A conta que assinamos e não pagamos
Se nada mudar, cada geração herdará a fatura que a anterior não pagou, assinará embaixo e a reenviará, intacta, aos próprios filhos
Washington Araújo - 15/07/2026


Herdamos um planeta endividado e insistimos em pagá-lo com moeda vencida. As maiores pressões do nosso tempo já não cabem em mapa nenhum: nascem em toda parte, circulam por todo lado e cobram de todos. A política, porém, continua raciocinando por cercas. Governos tentam conter enchentes globais erguendo diques dentro de casa e depois se espantam quando a água entra pela porta do vizinho.
Ninguém pode alegar surpresa. Mediram o aquecimento, traçaram a curva do envelhecimento, documentaram a concentração de renda e descreveram os perigos das máquinas muito antes de tudo virar manchete. Faltou o gesto mais simples e mais raro na política: decidir a tempo, quando ainda custava barato.
No clima, o pretexto técnico já não convence. As fontes limpas amadureceram, o financiamento está à mesa, os bancos multilaterais têm fôlego para mover trilhões. O que emperra é o lucro da inércia, a fortuna de quem prospera enquanto tudo permanece igual.

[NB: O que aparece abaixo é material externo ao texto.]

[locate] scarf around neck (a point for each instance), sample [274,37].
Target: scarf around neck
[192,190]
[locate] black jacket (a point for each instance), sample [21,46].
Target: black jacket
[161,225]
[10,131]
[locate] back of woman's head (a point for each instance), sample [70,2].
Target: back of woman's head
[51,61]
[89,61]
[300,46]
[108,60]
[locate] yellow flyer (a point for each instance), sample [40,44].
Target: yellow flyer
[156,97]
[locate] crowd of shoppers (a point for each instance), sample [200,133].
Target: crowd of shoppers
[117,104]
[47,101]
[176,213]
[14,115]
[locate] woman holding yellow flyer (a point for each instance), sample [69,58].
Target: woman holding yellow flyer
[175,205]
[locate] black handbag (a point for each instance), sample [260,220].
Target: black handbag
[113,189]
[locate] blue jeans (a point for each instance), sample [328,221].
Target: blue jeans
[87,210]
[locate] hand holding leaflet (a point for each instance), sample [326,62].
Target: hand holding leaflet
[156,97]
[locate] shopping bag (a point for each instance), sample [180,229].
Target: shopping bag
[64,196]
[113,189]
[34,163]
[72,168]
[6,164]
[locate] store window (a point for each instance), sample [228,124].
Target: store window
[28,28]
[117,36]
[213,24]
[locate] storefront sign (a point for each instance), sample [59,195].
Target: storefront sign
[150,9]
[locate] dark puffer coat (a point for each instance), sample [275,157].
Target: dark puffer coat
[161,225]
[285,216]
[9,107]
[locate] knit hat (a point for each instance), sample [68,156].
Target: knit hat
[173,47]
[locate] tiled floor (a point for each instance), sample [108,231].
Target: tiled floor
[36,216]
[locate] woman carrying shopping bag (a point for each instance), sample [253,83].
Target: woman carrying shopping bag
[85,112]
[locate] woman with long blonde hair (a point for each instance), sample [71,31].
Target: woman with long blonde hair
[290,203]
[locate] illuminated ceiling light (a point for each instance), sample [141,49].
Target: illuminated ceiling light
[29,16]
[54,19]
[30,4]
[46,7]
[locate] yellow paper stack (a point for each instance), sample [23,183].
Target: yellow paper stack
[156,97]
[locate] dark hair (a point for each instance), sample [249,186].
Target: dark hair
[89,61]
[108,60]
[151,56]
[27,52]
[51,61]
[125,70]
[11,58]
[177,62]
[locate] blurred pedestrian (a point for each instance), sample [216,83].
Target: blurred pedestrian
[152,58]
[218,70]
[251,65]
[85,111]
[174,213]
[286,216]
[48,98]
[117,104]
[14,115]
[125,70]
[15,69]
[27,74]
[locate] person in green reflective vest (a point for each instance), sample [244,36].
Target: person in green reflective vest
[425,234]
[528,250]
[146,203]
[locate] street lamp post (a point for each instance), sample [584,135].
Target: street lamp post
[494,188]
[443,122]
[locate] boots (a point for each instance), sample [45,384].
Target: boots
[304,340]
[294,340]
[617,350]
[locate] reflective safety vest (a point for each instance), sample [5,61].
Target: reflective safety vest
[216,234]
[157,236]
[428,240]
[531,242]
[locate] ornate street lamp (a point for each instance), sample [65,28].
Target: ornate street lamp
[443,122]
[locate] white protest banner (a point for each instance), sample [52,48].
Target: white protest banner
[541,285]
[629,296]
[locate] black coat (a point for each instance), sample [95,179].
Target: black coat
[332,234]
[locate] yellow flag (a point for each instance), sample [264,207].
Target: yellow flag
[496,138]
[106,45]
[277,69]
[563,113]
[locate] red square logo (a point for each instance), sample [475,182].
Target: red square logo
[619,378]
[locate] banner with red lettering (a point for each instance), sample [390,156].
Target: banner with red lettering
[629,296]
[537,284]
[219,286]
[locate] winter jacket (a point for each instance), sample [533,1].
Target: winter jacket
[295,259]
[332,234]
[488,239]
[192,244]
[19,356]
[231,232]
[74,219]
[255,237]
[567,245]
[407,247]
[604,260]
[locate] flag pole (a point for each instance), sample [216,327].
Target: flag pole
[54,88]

A desigualdade trocou de endereço. O fosso entre nações encolheu em várias regiões, sobretudo na Ásia; o que se alargou foi a distância dentro de cada sociedade. Democracias desgastadas, tribunas em fúria e instituições sem crédito são o retrato dessa fenda interna.

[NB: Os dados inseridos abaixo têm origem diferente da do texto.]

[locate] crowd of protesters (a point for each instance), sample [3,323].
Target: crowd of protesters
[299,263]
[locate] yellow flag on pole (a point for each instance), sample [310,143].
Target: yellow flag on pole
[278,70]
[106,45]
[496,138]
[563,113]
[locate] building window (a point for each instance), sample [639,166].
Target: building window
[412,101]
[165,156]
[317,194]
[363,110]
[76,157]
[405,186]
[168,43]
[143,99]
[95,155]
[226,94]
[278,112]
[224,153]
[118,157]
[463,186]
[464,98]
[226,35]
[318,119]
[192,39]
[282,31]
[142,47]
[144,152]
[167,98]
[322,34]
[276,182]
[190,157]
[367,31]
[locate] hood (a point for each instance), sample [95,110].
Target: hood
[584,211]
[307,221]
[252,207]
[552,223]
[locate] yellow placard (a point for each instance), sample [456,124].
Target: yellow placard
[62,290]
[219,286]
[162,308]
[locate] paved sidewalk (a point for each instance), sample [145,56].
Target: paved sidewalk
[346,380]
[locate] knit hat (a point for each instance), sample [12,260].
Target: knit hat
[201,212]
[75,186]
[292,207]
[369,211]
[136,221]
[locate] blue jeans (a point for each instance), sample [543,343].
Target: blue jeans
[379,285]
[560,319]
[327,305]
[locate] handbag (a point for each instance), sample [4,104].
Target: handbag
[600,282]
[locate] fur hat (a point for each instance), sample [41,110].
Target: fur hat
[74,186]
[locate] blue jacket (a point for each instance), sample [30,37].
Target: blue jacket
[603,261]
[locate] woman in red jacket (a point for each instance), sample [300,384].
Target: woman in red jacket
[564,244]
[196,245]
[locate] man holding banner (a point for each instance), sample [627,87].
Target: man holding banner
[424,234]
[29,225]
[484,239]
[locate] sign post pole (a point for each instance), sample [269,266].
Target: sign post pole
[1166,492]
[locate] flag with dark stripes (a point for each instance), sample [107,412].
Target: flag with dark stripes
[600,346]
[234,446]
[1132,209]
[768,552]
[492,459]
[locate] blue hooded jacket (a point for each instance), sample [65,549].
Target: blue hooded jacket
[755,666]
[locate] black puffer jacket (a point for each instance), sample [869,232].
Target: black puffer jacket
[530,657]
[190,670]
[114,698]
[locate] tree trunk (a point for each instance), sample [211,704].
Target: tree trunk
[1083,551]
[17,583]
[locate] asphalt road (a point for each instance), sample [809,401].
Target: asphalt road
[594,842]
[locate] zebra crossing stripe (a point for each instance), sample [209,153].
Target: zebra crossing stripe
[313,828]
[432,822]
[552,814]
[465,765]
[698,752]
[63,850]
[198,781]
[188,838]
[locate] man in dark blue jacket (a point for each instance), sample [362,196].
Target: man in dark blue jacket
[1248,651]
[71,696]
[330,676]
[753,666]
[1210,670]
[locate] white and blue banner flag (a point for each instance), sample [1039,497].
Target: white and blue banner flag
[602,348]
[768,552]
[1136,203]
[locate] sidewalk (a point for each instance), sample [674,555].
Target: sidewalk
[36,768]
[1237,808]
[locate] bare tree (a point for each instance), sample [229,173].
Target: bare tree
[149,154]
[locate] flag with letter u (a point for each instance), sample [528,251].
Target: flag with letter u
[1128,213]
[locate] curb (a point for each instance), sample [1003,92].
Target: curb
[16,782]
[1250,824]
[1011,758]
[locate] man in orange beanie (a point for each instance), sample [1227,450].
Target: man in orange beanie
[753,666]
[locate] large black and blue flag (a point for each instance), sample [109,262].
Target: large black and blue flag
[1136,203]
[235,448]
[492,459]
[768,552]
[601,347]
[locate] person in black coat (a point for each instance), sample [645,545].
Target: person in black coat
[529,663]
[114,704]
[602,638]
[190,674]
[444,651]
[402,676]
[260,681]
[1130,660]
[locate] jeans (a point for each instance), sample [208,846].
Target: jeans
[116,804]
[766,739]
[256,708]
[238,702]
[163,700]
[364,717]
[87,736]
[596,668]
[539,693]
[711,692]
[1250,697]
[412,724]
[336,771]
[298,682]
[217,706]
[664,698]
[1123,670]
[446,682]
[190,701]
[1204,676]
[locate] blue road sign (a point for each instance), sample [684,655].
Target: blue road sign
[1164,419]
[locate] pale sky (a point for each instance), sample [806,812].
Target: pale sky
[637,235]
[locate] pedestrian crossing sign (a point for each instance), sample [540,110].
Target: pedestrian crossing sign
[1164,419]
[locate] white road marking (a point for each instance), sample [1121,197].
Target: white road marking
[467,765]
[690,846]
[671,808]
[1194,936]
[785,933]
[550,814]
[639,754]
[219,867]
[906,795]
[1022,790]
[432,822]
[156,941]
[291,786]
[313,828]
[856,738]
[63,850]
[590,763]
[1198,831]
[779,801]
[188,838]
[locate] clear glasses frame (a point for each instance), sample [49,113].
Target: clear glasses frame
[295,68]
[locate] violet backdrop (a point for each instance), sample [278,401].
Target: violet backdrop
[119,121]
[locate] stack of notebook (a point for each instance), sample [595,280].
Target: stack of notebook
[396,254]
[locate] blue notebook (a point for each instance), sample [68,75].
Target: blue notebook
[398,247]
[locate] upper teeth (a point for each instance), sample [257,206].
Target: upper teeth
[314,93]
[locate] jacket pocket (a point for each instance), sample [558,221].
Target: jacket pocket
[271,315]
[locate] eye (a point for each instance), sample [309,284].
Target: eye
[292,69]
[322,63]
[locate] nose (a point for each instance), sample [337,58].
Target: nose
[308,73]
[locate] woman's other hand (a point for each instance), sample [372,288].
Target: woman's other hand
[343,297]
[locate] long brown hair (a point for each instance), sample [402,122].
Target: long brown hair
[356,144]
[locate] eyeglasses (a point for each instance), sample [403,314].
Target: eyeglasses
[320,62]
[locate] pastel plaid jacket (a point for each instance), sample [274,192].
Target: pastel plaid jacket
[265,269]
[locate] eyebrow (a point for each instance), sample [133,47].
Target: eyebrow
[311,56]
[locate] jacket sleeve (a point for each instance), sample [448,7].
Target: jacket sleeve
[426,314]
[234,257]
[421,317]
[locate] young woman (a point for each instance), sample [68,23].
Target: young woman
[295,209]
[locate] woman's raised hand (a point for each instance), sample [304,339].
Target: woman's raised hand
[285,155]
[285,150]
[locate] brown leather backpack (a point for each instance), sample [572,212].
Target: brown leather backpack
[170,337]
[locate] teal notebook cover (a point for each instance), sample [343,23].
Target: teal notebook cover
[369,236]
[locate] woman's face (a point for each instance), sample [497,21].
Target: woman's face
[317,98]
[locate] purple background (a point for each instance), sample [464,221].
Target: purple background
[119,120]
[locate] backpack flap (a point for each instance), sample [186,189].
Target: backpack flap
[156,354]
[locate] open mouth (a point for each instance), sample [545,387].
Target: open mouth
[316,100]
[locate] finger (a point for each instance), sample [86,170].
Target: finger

O envelhecimento das populações foi anunciado com décadas de antecedência e, ainda assim, empurrado para o governo seguinte, como se a demografia aceitasse renegociar prazos com o calendário eleitoral.

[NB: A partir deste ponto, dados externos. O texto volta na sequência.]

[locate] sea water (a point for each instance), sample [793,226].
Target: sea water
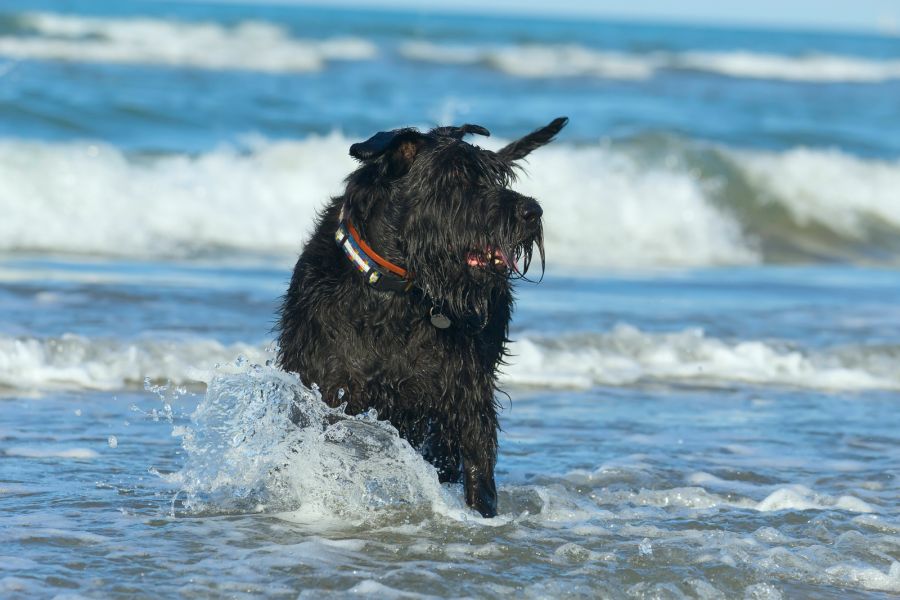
[703,392]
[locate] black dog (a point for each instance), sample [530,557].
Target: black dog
[403,295]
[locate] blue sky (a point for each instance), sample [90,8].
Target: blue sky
[868,15]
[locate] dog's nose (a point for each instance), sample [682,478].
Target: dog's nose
[531,211]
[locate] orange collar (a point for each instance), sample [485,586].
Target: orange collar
[382,262]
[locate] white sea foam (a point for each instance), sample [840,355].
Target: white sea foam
[604,208]
[571,60]
[627,355]
[252,45]
[827,187]
[44,452]
[799,497]
[536,60]
[83,363]
[813,68]
[621,357]
[261,440]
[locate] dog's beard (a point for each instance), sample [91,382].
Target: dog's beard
[510,259]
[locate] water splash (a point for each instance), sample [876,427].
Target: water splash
[261,441]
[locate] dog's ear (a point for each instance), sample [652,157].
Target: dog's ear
[398,148]
[523,147]
[461,131]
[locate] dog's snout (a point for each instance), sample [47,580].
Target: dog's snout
[531,211]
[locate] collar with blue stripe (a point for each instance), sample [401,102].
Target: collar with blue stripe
[378,272]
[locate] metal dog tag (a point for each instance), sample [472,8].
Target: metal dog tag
[439,320]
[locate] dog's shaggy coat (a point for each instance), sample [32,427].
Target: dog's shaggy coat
[442,209]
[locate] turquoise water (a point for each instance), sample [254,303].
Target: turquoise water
[703,388]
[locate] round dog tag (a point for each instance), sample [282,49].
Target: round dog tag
[439,320]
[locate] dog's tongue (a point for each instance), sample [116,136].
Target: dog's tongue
[489,256]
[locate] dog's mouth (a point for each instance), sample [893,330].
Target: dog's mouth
[491,257]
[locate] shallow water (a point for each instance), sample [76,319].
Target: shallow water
[696,473]
[703,389]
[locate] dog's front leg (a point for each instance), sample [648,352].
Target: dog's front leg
[478,466]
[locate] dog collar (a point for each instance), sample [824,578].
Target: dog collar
[379,273]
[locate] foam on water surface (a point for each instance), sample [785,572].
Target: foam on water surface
[251,45]
[607,206]
[623,356]
[261,440]
[571,60]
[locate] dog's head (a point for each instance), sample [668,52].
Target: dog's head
[443,208]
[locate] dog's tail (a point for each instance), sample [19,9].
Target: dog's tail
[524,146]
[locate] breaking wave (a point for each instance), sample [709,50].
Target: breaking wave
[607,205]
[626,356]
[623,356]
[269,47]
[567,60]
[251,45]
[243,453]
[76,362]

A migração é mais velha que qualquer nação, e nenhum palanque a suspende. O que a organiza não é o muro, mas o método: acolher, integrar, converter deslocamento em trabalho e futuro, em vez de deixá-lo apodrecer em campos e naufrágios.
A corrupção aprendeu a nadar em águas digitais. Move-se em milissegundos, cruza jurisdições sem carimbo, enquanto a fiscalização ainda preenche formulários em papel timbrado. E os sistemas artificiais avançam num ritmo que humilha o relógio das instituições, sem regra comum que os discipline.
Sobre esse conjunto paira uma engenharia de poder desenhada em 1945, encarregada de administrar um planeta que já não é aquele. O escândalo não está no diagnóstico, farto e repetido, nem nos recursos, que existem. Está na covardia mansa de quem sabe e não faz.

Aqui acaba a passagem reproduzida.